Die Beklagte wird verurteilt, an den Kläger ein Schmerzensgeld i.H.v. 30.000,00 EUR zu zahlen nebst Zinsen hierauf i.H.v. 5 Prozentpunkten über dem Basiszinssatz seit dem 13. Oktober 2017.

Im Übrigen wird der Klageantragt zu 1.) als unzulässig abgewiesen.

Die Beklagte hat die Kosten des Berufungsverfahrens zu tragen.

Dieses und das angefochtene Urteil sind vorläufig vollstreckbar.

 

Gründe

I. Von der Bezugnahme auf die tatsächlichen Feststellungen im angefochtenen Urteil mit Darstellung etwaiger Änderungen oder Ergänzungen (§ 540 Abs. 1 Nr. 1 ZPO) wird gemäß §§ 313a Abs. 1 Satz 1, 540 Abs. 2 ZPO abgesehen.

II. Die zulässige Berufung hat in der Sache bis auf einen Teil des Schmerzensgeldausspruchs keinen Erfolg.

1. Soweit der Kläger beantragt, für die ihm bis zur Klageerhebung eingetretenen immateriellen Beeinträchtigungen ein angemessenes Schmerzensgeld zu zahlen, ist der Antrag unzulässig. Ein Teilschmerzensgeld für einen bestimmten Zeitraum kann wegen der Einheitlichkeit des Schmerzensgeldanspruchs grundsätzlich nicht zugesprochen werden (OLG Hamm, Urt. v. 11.02.2000, 9 U 204/99, Rn. 17; OLG Düsseldorf, Urt. v. 03.07.1995, 1 U 134/94- juris; OLG Frankfurt, Beschl. v. 14.4.2020, 15 W 18/30, SVR 2021, 65; Zwickel in: Greger/Zwickel, Haftungsrecht des Straßenverkehrs, 6. Aufl., Schmerzensgeld Rn. 33.45).

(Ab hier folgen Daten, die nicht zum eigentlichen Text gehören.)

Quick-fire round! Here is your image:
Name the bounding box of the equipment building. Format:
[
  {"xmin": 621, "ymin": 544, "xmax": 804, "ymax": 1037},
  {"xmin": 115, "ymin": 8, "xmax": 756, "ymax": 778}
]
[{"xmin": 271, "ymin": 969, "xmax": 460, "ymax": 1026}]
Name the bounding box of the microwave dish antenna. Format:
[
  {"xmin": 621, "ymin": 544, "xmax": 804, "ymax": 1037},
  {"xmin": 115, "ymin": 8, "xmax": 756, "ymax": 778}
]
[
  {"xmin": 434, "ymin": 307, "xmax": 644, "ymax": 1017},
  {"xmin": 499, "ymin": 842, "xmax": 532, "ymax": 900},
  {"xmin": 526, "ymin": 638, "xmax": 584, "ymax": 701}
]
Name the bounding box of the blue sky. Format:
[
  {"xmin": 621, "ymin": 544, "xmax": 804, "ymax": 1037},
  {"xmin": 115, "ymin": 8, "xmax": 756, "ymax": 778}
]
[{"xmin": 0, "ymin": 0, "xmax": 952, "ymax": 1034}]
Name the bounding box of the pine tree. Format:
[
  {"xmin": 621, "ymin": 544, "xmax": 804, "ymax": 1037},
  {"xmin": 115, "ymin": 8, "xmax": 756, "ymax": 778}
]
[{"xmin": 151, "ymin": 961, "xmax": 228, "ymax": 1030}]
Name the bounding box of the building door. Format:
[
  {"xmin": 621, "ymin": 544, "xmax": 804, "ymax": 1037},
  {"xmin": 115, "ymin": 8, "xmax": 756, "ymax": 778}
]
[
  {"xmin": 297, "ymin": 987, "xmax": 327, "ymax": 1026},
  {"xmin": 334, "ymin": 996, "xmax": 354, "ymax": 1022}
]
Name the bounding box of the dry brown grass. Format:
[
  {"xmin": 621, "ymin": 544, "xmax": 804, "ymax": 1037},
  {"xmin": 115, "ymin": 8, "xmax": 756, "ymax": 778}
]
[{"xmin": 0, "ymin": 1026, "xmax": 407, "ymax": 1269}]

Der Grundsatz der Einheitlichkeit des Schmerzensgelds gebietet, die Höhe des dem Geschädigten zustehenden Schmerzensgelds auf Grund einer ganzheitlichen Betrachtung der den Schadensfall prägenden Umstände unter Einbeziehung der absehbaren künftigen Entwicklung des Schadensbilds zu bemessen (vgl. BGHZ (GS) 18, 149 = NJW 1955, 1675; Senat, VersR 1961, 164 [165], u. NJW 2001, 3414 = VersR 2001, 876; BGH NJW 2004, 1243).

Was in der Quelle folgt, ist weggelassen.